Comparative genomics indicates that, similar to most Geobacter species, G. metallireducens possesses two glyceraldehyde-3-phosphate dehydrogenase isoenzymes: Gmet_1211 and Gmet_1946 (59% and 56% identical to gluconeogenic GapB and glycolytic GapA of Corynebacterium glutamicum [75], respectively), but G. sulfurreducens has an ortholog of only the latter (GSU1629). G. metallireducens also has a putative fructose 6-kinase (Gmet_2805, 39% identical to the E. coli enzyme [76]) that is not present in G. sulfurreducens. Remarkably, G. metallireducens possesses two isoenzymes each of UDP-glucose 4-epimerase (Gmet_1486; Gmet_2329 = GSU2240, 50% and 54% identical to the A. brasilense enzyme [77]), glutamine:fructose-6-phosphate aminotransferase (Gmet_1487; Gmet_0104 = GSU0270, 55% and 53% identical to the Thermus thermophilus enzyme [78]), GDP-mannose 4,6-dehydratase (Gmet_1488 = GSU0626; Gmet_1311, 61% and 72% identical to the E. coli enzyme [79]) and UDP-N-acetylglucosamine 2-epimerase (Gmet_1489 = GSU2243, 61% identical to the E. coli enzyme [80]; Gmet_1504, 39% identical to the Methanococcus maripaludis enzyme [81]). G. metallireducens has evolved a gene cluster of the four enzyme activities (Gmet_1486-Gmet_1489) from both ancestral gene duplication and lateral gene transfer (data not shown). The reason for this emphasis on interconversion of hexoses in G. metallireducens versus G. sulfurreducens is unknown.

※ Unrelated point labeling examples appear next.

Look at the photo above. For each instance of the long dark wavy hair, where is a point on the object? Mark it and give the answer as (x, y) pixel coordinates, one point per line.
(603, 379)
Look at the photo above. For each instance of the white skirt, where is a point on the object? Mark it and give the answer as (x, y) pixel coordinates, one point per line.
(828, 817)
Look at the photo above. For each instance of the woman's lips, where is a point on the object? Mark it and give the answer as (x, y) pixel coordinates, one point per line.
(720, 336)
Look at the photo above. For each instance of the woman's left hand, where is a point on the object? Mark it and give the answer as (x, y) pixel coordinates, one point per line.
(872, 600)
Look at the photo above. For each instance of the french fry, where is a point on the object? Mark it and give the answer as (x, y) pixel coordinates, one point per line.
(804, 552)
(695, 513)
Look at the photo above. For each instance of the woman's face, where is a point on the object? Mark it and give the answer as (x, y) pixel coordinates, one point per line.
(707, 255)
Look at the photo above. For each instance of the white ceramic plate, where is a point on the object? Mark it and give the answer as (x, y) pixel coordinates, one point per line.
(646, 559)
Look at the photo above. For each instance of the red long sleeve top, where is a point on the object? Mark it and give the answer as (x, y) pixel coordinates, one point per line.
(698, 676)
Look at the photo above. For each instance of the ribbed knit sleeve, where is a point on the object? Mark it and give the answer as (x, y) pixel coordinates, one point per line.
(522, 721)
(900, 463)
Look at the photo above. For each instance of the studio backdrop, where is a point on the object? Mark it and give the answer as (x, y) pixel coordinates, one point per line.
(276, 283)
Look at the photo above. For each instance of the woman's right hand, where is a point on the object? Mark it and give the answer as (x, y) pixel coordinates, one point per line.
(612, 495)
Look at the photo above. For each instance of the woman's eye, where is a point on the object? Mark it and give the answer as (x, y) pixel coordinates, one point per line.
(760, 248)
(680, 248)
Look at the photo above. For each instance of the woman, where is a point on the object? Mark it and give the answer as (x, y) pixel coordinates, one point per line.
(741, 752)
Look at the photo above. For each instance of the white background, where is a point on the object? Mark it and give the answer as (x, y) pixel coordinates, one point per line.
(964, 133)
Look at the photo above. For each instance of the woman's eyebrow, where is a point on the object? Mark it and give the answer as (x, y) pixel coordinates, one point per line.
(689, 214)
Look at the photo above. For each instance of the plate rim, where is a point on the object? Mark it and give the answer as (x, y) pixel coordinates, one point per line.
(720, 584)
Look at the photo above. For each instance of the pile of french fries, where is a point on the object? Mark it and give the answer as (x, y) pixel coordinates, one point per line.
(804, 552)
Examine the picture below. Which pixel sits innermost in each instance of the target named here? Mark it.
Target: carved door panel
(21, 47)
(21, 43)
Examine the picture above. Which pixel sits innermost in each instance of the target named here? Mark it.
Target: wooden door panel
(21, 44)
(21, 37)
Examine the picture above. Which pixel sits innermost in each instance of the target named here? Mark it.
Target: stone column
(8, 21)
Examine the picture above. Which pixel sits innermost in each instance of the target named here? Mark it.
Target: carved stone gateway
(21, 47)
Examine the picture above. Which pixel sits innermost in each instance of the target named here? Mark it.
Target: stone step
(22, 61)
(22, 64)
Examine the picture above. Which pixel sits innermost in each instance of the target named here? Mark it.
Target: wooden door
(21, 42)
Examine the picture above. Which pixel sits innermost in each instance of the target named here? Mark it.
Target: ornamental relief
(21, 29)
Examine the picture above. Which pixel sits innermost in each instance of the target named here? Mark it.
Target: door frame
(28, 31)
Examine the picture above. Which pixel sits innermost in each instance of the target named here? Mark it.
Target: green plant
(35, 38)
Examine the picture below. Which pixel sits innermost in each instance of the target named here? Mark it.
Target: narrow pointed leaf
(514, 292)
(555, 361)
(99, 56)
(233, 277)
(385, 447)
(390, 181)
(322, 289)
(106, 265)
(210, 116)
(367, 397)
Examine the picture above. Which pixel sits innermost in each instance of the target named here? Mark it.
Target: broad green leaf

Unlike the genomes of G. sulfurreducens and most other Geobacteraceae, which encode the enzymes of only the non-oxidative branch of the pentose phosphate pathway, the G. metallireducens genome includes a cluster of oxidative pentose phosphate pathway enzyme genes: 6-phosphogluconolactonase (Gmet_2618, 30% identical to the Pseudomonas putida enzyme [82]), glucose-6-phosphate dehydrogenase (Gmet_2619, 50% identical to the Nostoc punctiforme enzyme [83]), and 6-phosphogluconate dehydrogenase (Gmet_2620, 36% identical to YqeC of B. subtilis [84]), along with two ribose-5-phosphate isomerase isoenzymes (Gmet_2621 and Gmet_1604 = GSU1606, 39% and 44% identical to RpiB of E. coli [85]). Thus, G. metallireducens apparently generates biosynthetic reducing equivalents in the form of NADPH from carbohydrates. The NADPH supply of G. sulfurreducens, in contrast, may derive from the electron transfer chain via a ferredoxin:NADP+ reductase (GSU3058-GSU3057, each 52% identical to its Pyrococcus furiosus homolog [86]) that is found in other Geobacteraceae, but not in G. metallireducens.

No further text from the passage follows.